A tool that lets you download SG entities and attachments to disk and provides a shotgun_api3 interface to interact with the archived data.
It also has a rudimentary web interface for read only viewing the archived data.
This package installs a sg-archive
pip executable. Alternatively it also provides
the module interface so you can use python -m sg_archive
instead.
sg-archive
is configured using 2 yaml files. The example folder contains
a template for these files.
The config_example_secret.yaml
file contains the connection details used to connect
to shotgrid. It is its own file to make it harder to accidentally share secret api keys.
config_example.yml
is the main configuration file it is passed to the sg-archive
cli with --config
option. This file is used to manage the data being archived
and points to the secret file. Here is a list of handled keys:
connection_file
points to the secret file to authenticate with ShotGrid.ignored:data_types
: For all entity types, don't include any fields storing these data types in the archived data.ignored:entities
: When listing available entities omit these.ignored:fields
: Don't include these specific field's when archiving a entity. A dictionary where the key is the entity type. The value is a list of field names to exclude.filters
: A dictionary of filters to apply when archiving a given entity type. A dictionary where the key is the entity type. The value is a filter passed to thesg.find
call for that entity type.
To configure the cli you need to pass the --config
path pointing to your copy of
config_example.yml
.
sg-archive -c path/to/config.yaml
The --output
option specifies the top level folder where the archive is save/loaded.
sg-archive -c path/to/config.yaml -o path/to/output/folder archive -e Version --limit 100 --max-pages 2
In this example only the first 200 Version
entity records will be downloaded
including their attachments.
-e Version
specifies the entity type Version. You can reuse -e
multiple times
to download multiple entity types at once.
--limit 100
limits the size of each sg request to 100 entities. It will do as
many pages are required to select all records matching the entity filter.
--max-pages 2
stops after 2 pages are processed.
Given the paged nature of the archive process you want to generate an archive when no other users are modifying the database or you may miss some results.
Once you have archived the records you can access the data using sg_archive.shotgun.Shotgun
python class. This is an instance of the shotgun_api3.lib.mockgun.Shotgun
class
configured to load the archived data and downloaded attachments are converted to
working file://
links.
from sg_archive.shotgun import Shotgun
# Create a sg object pointing to the archive root directory
sg = Shotgun('E:/project_archive')
# Load the archive into memory so we can select the records.
sg.load_entity_types()
When creating the Shotgun object you don't provide connection details, you just need to pass the path to the archive root folder.

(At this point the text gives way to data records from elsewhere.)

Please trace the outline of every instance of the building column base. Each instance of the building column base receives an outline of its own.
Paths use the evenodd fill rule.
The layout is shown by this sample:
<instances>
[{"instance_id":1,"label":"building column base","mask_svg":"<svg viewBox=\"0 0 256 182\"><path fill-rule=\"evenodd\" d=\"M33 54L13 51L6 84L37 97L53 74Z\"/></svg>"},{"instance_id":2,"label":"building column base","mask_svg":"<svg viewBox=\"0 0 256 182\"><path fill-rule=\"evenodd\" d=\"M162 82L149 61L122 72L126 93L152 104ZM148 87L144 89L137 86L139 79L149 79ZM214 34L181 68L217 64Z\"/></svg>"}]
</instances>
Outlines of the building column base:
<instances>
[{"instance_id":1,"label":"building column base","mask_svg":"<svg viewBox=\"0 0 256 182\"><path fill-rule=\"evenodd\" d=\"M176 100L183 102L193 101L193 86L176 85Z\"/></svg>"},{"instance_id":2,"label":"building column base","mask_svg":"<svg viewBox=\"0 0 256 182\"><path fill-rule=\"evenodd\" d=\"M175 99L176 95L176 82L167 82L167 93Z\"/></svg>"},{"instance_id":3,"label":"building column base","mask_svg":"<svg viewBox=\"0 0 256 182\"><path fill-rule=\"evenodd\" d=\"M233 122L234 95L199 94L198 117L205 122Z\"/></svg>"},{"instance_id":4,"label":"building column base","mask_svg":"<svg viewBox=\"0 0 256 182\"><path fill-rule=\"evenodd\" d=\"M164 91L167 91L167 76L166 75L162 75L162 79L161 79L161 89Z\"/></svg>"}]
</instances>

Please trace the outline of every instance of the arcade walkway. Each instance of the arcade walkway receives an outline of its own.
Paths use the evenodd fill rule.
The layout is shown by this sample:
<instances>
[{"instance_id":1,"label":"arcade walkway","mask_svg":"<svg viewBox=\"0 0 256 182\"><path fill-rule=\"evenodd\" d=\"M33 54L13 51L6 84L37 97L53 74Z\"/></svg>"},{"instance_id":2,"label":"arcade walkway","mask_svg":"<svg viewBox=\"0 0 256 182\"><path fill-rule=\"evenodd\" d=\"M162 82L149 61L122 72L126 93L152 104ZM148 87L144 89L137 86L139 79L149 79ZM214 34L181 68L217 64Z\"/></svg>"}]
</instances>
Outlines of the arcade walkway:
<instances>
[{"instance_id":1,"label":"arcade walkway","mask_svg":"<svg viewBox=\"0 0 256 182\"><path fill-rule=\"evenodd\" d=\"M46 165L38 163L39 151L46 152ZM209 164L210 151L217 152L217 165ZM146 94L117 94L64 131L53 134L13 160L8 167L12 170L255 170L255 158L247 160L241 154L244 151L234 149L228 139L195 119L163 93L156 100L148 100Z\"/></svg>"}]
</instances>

You need to call sg.load_entity_types()
to load the entire archive into memory.
If you only want to load a specific entity type you can use
sg.load_entity_type("Version")
instead. After that you can use the sg object
like normal.
import webbrowser
from pprint import pprint
# Select a record using the shotgun_api3 interface.
ver = sg.find_one("Version", [], ["image", "sg_uploaded_movie"])
pprint(ver)
# Simple "image" field type stored as a file path
webbrowser.open(ver["image"])
# "url" field type stored as a dict of attachment information.
webbrowser.open(ver["sg_uploaded_movie"]["url"])
A quick and dirty web server has been setup to allow viewing of the archived sg data. It is not fast or memory efficient, but provides basic list and details pages for the archived data including showing the thumbnail for entity_types that support it and Version shows the uploaded_movie_mp4
file.
The site is called "We have SG at home" because it is not very powerful, memory efficient, or user friendly. The mockgun api doesn't support limit or page offsets so all entities are shown in the list views. See the home page for the simple filter api features. It's there so non-scripters can access the data somewhat easily.
Use pip to install the optional server
requirements.
pip install path/to/sg-archive[server]
cd path/to/sg-archive/html
Set the configuration environment variables.
SG_ARCHIVE_CFG
: Points to yourconfig_example.yml
file.SG_ARCHIVE_DATA
: Points to the output folder you archived your data to. This is the folder that has theschema.pickle
andschema_entity.pickle
files.
Use uvicorn.exe main:app
or fastapi dev main.py
to start the server.
The html
section of the config_example.yml
file shows how to remove fields from the details and list views. For large entities like Version, Note, Task, etc you likely will want to reduce the fields shown in the list view significantly to prevent the tab from running out of memory while loading the data.